Our study has some limitations. First, retrospective design of the study based on the analysis of SRsAs entered in the AIS “Pharmacovigilance” made it impossible to evaluate the effect of concomitant medications and comorbidities, laboratory tests performed, and to estimate risks of anaphylaxis in different populations.

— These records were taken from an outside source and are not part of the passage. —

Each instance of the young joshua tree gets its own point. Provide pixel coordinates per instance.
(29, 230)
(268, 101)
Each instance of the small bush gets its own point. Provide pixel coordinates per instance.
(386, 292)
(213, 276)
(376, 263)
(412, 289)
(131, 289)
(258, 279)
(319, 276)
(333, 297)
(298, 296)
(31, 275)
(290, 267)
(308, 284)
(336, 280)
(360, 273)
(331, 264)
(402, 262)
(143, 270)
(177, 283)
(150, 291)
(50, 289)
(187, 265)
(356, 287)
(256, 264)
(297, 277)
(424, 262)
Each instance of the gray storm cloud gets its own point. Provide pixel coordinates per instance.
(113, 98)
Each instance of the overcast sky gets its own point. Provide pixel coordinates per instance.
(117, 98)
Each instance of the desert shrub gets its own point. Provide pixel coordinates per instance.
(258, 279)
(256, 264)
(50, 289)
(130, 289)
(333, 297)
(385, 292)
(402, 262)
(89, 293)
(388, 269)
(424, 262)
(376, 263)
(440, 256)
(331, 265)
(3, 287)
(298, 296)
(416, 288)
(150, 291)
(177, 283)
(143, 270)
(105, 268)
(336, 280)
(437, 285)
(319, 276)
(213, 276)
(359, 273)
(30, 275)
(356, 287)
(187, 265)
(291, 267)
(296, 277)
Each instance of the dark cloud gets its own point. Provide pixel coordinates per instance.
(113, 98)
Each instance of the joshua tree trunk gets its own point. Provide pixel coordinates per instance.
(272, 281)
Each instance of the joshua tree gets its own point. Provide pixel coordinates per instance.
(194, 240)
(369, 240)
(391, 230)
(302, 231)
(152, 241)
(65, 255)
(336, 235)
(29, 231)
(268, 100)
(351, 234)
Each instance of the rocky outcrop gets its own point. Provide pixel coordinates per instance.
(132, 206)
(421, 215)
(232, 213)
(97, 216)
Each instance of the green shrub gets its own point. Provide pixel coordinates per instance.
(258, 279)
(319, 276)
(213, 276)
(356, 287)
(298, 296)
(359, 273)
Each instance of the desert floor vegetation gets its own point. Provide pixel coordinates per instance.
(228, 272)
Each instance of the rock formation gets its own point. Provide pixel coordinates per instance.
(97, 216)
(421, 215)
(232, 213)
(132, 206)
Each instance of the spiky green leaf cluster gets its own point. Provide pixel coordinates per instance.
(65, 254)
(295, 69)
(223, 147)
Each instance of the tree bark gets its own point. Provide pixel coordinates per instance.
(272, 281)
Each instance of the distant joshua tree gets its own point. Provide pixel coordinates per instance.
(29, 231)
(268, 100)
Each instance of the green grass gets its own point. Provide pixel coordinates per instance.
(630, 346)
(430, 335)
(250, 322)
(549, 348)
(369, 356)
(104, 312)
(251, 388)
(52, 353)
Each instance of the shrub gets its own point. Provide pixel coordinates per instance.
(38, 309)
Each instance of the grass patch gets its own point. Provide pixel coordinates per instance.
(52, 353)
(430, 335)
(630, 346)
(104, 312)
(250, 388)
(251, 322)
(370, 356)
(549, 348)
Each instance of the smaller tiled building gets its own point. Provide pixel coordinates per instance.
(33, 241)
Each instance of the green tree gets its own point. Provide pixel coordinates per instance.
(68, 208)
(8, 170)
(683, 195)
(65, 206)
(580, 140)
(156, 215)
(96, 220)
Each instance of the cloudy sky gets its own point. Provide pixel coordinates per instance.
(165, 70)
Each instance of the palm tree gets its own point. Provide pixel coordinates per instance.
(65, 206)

It is worth to note, that the number of SRsAs reported in our study was based on the analysis of spontaneous reporting records and thus cannot completely reflect the prevalence of anaphylaxis in a real clinical practice. Reported proportions of drugs involved in anaphylaxis described in our study may be determined not by their true safety profile, but by a frequency of their prescribing. E.g.: an absolute leader determined in our study was ceftriaxone, and it is one of the most prescribed drugs to treat various infectious diseases worldwide, ranging from 2.5% of therapeutic prescriptions in Northern Europe to 24.8% in Eastern Europe; also it is the most prescribed AB for a surgical prophylaxis (34.4% of ABs prescriptions in Eastern Europe, 24.8% in Southern Europe, 23.6% in West and Central Asia, and 19.7% in Northern Africa) [
79]. A promising approach to assess real world prevalence of ARs due to a drug may be based on a parallel assessment of a drug consumption rates.